Currently the ICF component Activity and Participation consists of four qualifiers. The first qualifier describes performance, that is, what a person does in the current environment, which also includes the overall societal context and can be understood as ‘involvement in a life situation’ or ‘the lived experience’
of people in their actual context. Performance can involve assistance, such as technical aids. The second qualifier is about capacity. This describes the client’s ability to execute a task or action. It is intended to indicate the highest probable level of functioning in a given situation. The third and fourth qualifiers make it possible to code capacity with assistance and performance without assistance (WHO 2001).
As proposed by the study the fifth qualifier would make it possible for the rehabilitation process to reflect clients views.

The results of the study revealed that the ‘Major life area’ was rated with the most dissatisfaction and displeasure by the clients. ‘Communication’ and ‘General task and demands’ also had low ratings. ‘Self-care’ was rated with the most satisfaction and enjoyment. There was a correlation between the assessments made by the occupational therapist and the nursing staff, but their assessments differed from those made by the clients. 
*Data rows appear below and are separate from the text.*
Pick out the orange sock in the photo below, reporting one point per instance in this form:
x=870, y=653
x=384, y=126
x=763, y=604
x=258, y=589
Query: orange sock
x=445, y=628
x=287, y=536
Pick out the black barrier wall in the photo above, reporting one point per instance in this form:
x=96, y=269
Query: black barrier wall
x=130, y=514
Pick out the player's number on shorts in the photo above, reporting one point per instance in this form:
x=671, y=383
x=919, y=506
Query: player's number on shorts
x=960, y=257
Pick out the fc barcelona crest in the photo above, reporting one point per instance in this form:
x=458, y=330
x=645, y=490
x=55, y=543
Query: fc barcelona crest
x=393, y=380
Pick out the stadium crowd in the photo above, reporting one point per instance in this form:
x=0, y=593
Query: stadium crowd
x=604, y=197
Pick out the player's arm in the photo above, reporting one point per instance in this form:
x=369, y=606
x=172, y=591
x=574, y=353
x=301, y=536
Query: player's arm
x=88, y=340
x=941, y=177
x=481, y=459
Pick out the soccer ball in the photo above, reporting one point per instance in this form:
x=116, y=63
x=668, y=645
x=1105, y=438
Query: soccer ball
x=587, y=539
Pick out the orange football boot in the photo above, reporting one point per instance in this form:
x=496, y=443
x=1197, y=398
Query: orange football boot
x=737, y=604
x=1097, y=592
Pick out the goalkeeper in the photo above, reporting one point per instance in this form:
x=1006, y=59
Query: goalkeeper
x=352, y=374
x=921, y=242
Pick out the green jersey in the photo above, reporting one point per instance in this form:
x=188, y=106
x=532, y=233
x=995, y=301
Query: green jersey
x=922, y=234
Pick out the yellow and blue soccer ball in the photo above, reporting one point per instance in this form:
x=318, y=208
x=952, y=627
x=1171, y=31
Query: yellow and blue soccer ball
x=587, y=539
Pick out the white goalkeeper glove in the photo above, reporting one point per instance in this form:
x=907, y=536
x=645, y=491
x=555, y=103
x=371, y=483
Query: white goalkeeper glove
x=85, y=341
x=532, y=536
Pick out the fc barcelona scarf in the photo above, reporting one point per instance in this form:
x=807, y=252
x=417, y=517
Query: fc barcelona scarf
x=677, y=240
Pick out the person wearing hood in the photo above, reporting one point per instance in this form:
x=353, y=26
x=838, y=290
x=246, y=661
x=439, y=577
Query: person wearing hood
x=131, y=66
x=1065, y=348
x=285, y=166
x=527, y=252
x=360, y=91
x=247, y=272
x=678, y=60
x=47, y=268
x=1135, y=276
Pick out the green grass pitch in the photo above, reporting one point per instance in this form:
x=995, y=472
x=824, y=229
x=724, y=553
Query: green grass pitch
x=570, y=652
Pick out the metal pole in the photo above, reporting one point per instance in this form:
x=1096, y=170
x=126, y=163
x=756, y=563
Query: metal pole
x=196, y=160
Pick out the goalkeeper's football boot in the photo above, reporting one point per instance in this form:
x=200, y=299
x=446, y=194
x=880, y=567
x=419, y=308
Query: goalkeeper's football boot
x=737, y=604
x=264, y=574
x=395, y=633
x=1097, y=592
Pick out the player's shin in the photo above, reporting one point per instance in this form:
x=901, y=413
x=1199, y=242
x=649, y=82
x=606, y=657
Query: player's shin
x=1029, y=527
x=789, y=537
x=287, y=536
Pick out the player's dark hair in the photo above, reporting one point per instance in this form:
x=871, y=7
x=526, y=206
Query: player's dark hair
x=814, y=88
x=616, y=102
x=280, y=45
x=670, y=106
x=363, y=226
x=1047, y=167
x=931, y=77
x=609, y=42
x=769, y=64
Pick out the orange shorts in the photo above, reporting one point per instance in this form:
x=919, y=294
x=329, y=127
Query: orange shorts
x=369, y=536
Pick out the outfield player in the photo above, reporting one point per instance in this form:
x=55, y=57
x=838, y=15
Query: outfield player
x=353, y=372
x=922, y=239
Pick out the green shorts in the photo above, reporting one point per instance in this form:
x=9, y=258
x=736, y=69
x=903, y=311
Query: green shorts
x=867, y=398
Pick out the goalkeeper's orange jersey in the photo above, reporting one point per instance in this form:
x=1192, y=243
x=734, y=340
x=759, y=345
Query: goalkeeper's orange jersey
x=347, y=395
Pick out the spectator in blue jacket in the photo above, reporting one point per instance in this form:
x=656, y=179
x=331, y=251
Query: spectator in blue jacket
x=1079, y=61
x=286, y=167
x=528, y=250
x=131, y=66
The study indicates the importance of using self-assessment when understanding everyday life as presented in the ICF, and the importance of using different assessment methods to gain a broad picture of clients. Below are some of my thoughts on the strengths and limitations of this article and on using self assessment in Mental Health:

  • The study was conducted in Sweden and so results may had differed had the study been conducted in the UK.
  • The ICF assessment is long and complicated. The clients self assessment used in the study was a combination of two constructed assessments consisted of a seven-page list of 248 categories each - my concern is with how many clients would actually be able to sit and complete the assessments effectively and in one setting, or have the motivation to do so. 
  • The results of the ICF assessment are not particularly accessible or easy to understand.
  • One trouble which I have found with combining self assessments with professional assessments is the potential difficulty in sharing the professional assessment results when the clients disagree and/or perceive their abilities differently.
  • As mentioned above it is crucial to include clients throughout the rehabilitation process and using self assessment is a powerful tool to doing this. 
  • Allows greater insight for the professionals into the clients, for example in areas of insight and cognitive areas.
  • Helps professionals to gain a therapeutic rapport with clients as they feel respected being able to have an active part in their rehabilitation.
  • Using the ICF framework and assessment allows for greater MDT working as a range of professionals are familiar with it and it also shows the significance of Occupational Therapy. 
If you are able to read the article than I would recommend you do as it is a interesting insight into just one way of how professionals can encourage and support client participation in their rehabilitation process.

Happy OTuesday,


Bejerholm U (2007) Occupational perspectives on health in people with schizophrenia. Unpublished PhD thesis. Lund: Lund University.

Haglund L, Faltman S (2012) Activity and Participation - self assessment according to the International Classification of Functioning: a study in mental health. British Journal of Occupational Therapy, 75(9), pp.412-418.

Word Health Organisation (2001) International Classification of Functioning, Disability and Health (ICF). Geneva:WHO.